Politik

Migrationstreffen: CDU und FDP drängen auf Zurückweisungen - Merz setzt Frist

Sollen Migranten künftig an den deutschen Grenzen zurückgewiesen werden? Diese Forderung der Union ist nach dem Migrationstreffen ins Zentrum der Debatte gerückt. Unterdessen wird über den Paragraf 18 des Asylgesetzes gestritten.
05.09.2024 10:14
Aktualisiert: 05.09.2024 10:47
Lesezeit: 2 min
Migrationstreffen: CDU und FDP drängen auf Zurückweisungen - Merz setzt Frist
CDU-Chef Friedrich Merz (l) und FDP-Urgestein Wolfgang Kubicki (r) plädieren für eine härtere Asylpolitik in Deutschland. (Foto: dpa) Foto: Kay Nietfeld

Die Union pocht auf eine schnelle Entscheidung der Regierung über ihre Forderung nach Zurückweisungen von Migranten an den deutschen Grenzen. Auch Politiker der Koalitionspartei FDP setzten sich dafür ein. SPD-Generalsekretär Kevin Kühnert wies ein Ultimatum von CDU-Chef Friedrich Merz zu dem Thema zurück, ohne die Forderung aber inhaltlich zu kommentieren. Und eine SPD-Landesministerin machte deutlich, dass die SPD-Länder bei dem Thema unter Umständen mitgehen könnten.

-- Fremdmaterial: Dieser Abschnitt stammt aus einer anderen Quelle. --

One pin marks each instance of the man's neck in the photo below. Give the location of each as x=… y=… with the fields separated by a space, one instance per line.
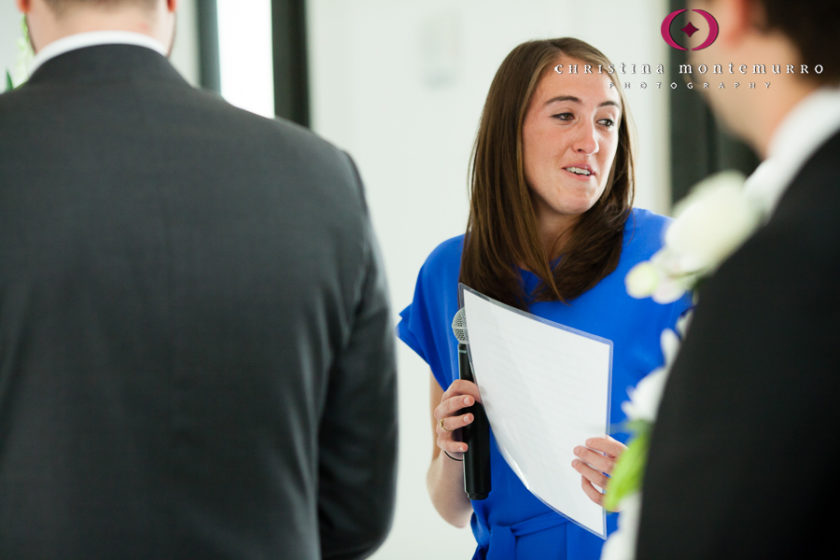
x=769 y=112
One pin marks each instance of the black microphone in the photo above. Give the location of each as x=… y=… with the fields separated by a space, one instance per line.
x=477 y=434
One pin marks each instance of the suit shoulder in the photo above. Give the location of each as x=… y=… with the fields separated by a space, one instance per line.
x=291 y=135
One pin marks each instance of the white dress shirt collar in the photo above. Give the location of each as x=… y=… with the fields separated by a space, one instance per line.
x=802 y=132
x=93 y=38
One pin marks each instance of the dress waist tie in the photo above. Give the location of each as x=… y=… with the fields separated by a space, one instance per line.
x=503 y=537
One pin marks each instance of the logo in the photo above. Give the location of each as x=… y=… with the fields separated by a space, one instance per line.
x=689 y=29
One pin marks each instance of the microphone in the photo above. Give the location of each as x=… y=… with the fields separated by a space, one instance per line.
x=477 y=434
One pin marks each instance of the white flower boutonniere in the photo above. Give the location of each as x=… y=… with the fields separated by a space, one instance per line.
x=709 y=225
x=14 y=79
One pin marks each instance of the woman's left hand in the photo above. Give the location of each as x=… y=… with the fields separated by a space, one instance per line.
x=594 y=462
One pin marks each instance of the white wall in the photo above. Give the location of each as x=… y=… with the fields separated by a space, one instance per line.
x=400 y=84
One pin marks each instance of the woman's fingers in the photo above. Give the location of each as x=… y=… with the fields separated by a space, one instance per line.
x=606 y=445
x=591 y=491
x=593 y=475
x=603 y=463
x=461 y=387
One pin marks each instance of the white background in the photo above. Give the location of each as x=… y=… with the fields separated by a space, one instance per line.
x=400 y=85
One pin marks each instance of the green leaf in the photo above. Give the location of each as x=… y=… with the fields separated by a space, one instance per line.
x=627 y=475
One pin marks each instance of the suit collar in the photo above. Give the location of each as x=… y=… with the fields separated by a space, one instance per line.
x=107 y=63
x=92 y=38
x=806 y=128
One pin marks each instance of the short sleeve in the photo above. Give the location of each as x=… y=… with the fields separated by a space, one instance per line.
x=425 y=323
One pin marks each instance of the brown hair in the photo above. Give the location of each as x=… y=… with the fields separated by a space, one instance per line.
x=812 y=29
x=502 y=228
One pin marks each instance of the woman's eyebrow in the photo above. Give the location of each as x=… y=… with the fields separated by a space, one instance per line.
x=574 y=99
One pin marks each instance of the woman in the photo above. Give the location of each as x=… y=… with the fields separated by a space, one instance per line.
x=550 y=230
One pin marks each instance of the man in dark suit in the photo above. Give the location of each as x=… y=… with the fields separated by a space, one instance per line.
x=196 y=349
x=744 y=457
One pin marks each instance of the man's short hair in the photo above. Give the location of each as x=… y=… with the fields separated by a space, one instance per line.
x=812 y=27
x=60 y=6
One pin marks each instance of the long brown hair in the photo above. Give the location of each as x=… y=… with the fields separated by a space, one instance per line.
x=502 y=227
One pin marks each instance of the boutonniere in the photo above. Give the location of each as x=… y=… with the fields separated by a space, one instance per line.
x=709 y=225
x=24 y=58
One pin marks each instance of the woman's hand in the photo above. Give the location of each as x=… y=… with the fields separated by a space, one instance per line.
x=595 y=461
x=460 y=394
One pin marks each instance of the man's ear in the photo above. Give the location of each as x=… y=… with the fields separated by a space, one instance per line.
x=737 y=18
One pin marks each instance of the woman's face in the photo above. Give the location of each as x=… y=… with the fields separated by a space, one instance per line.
x=569 y=140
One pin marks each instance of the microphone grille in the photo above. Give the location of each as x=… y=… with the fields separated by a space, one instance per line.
x=459 y=326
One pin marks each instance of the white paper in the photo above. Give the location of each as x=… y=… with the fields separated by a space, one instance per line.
x=545 y=388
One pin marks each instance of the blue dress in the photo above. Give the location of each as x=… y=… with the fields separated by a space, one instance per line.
x=512 y=524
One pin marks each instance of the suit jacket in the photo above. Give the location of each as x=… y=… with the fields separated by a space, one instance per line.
x=743 y=463
x=196 y=351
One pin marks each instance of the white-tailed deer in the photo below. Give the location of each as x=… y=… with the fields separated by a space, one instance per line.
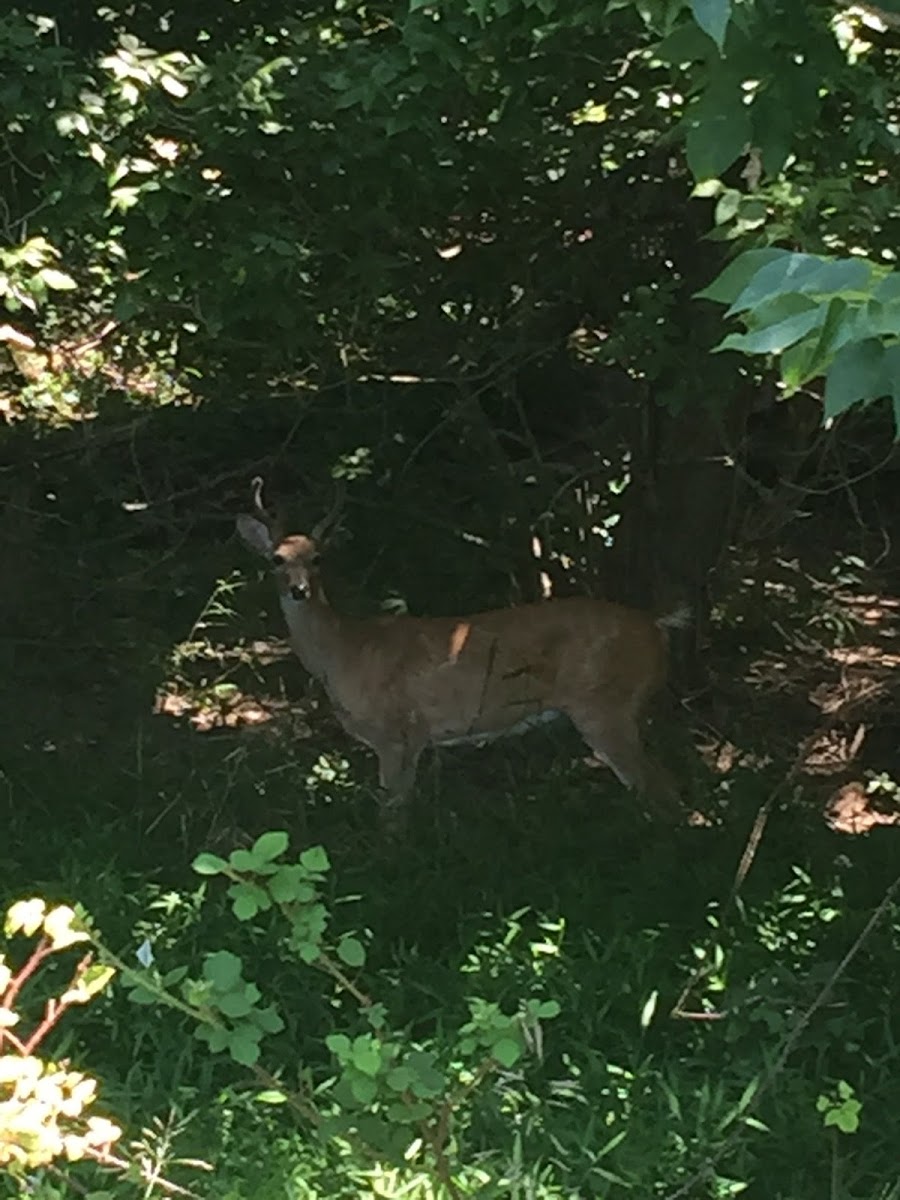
x=401 y=683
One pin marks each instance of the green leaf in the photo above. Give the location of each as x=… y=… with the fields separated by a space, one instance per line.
x=727 y=286
x=364 y=1089
x=243 y=861
x=713 y=18
x=858 y=373
x=547 y=1009
x=215 y=1037
x=717 y=136
x=810 y=357
x=223 y=970
x=507 y=1051
x=352 y=952
x=400 y=1079
x=268 y=1019
x=291 y=883
x=270 y=845
x=340 y=1045
x=687 y=43
x=244 y=1048
x=315 y=859
x=777 y=337
x=245 y=906
x=366 y=1055
x=209 y=864
x=727 y=205
x=805 y=274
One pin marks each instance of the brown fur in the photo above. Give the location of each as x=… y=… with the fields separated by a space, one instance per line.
x=401 y=683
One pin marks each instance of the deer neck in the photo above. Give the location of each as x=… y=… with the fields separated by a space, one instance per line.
x=315 y=631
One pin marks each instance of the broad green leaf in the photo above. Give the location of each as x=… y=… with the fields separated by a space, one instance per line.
x=713 y=18
x=807 y=274
x=877 y=319
x=352 y=952
x=727 y=286
x=810 y=358
x=717 y=137
x=685 y=43
x=777 y=337
x=270 y=845
x=858 y=373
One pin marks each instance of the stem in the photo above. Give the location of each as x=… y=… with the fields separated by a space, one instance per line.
x=327 y=964
x=55 y=1008
x=42 y=951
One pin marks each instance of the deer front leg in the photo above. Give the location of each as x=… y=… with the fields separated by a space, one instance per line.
x=397 y=763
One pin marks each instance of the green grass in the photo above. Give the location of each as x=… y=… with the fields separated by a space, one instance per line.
x=522 y=874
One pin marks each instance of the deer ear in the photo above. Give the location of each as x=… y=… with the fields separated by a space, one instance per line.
x=255 y=534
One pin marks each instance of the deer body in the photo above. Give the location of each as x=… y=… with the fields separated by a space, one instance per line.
x=401 y=683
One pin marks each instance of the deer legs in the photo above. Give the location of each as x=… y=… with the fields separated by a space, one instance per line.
x=397 y=763
x=616 y=741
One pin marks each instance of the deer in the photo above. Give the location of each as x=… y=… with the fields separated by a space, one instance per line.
x=402 y=683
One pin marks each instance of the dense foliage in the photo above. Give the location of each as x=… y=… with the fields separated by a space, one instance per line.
x=571 y=294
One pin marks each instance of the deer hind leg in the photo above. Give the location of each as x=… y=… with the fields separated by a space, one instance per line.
x=616 y=741
x=397 y=763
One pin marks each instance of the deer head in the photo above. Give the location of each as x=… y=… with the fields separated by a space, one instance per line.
x=294 y=558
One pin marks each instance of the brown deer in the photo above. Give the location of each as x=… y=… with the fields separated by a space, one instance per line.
x=400 y=683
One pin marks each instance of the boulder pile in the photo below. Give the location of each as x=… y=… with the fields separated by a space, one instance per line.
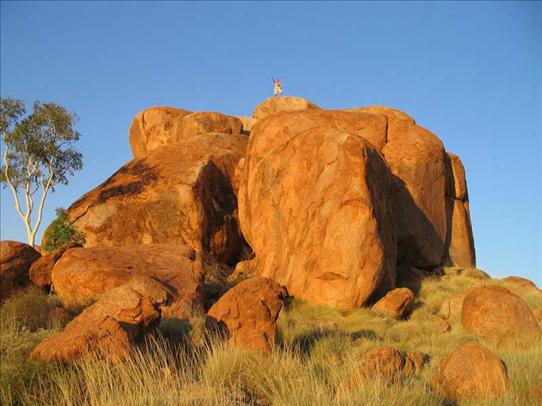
x=329 y=206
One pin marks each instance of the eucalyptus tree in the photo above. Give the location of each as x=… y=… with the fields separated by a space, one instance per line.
x=38 y=154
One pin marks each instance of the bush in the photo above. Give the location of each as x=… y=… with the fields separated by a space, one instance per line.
x=62 y=232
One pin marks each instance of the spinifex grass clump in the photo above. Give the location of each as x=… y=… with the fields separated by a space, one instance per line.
x=317 y=349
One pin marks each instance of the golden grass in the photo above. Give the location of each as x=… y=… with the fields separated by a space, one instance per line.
x=317 y=349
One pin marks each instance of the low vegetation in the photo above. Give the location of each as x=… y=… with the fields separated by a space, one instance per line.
x=317 y=349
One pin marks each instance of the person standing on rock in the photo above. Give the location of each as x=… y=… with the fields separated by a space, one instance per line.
x=277 y=91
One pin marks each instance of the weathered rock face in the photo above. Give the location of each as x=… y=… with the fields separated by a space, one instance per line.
x=416 y=158
x=398 y=303
x=40 y=272
x=111 y=326
x=471 y=371
x=157 y=127
x=460 y=241
x=452 y=307
x=85 y=274
x=289 y=124
x=284 y=103
x=500 y=316
x=153 y=128
x=180 y=194
x=15 y=260
x=248 y=312
x=315 y=207
x=521 y=283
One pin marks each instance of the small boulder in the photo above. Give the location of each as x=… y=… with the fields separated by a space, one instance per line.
x=397 y=303
x=85 y=274
x=471 y=371
x=15 y=261
x=498 y=315
x=109 y=327
x=41 y=270
x=276 y=104
x=246 y=314
x=440 y=325
x=522 y=283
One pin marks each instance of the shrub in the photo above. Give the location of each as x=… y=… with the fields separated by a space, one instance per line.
x=62 y=232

Die FDP macht Druck auf den dritten Ampel-Koalitionspartner, die Grünen. „Die Grünen irren, wenn sie erklären, dass Zurückweisungen an der Grenze rechtlich nicht möglich sind“, sagte Parteivize Wolfgang Kubicki der Rheinischen Post. „Die Grünen dürfen hier nicht blockieren“, sagte FDP-Generalsekretär Bijan Djir-Sarai der Bild-Zeitung. „Wer konstruktive Lösungen bei diesem Thema blockiert, gefährdet die Sicherheit des Landes und ist letztlich nicht regierungsfähig.“

Die Regierung hatte sich vergangene Woche als Reaktion auf den Messeranschlag von Solingen darauf verständigt, das Waffenrecht zu verschärfen, die Kompetenzen der Sicherheitsbehörden auszuweiten und weitere Maßnahmen zur Beschränkung der illegalen Migration zu ergreifen. Das Bundesinnenministerium hatte am Mittwoch angekündigt, in den nächsten Tagen Gesetzestexte zur Umsetzung vorzulegen.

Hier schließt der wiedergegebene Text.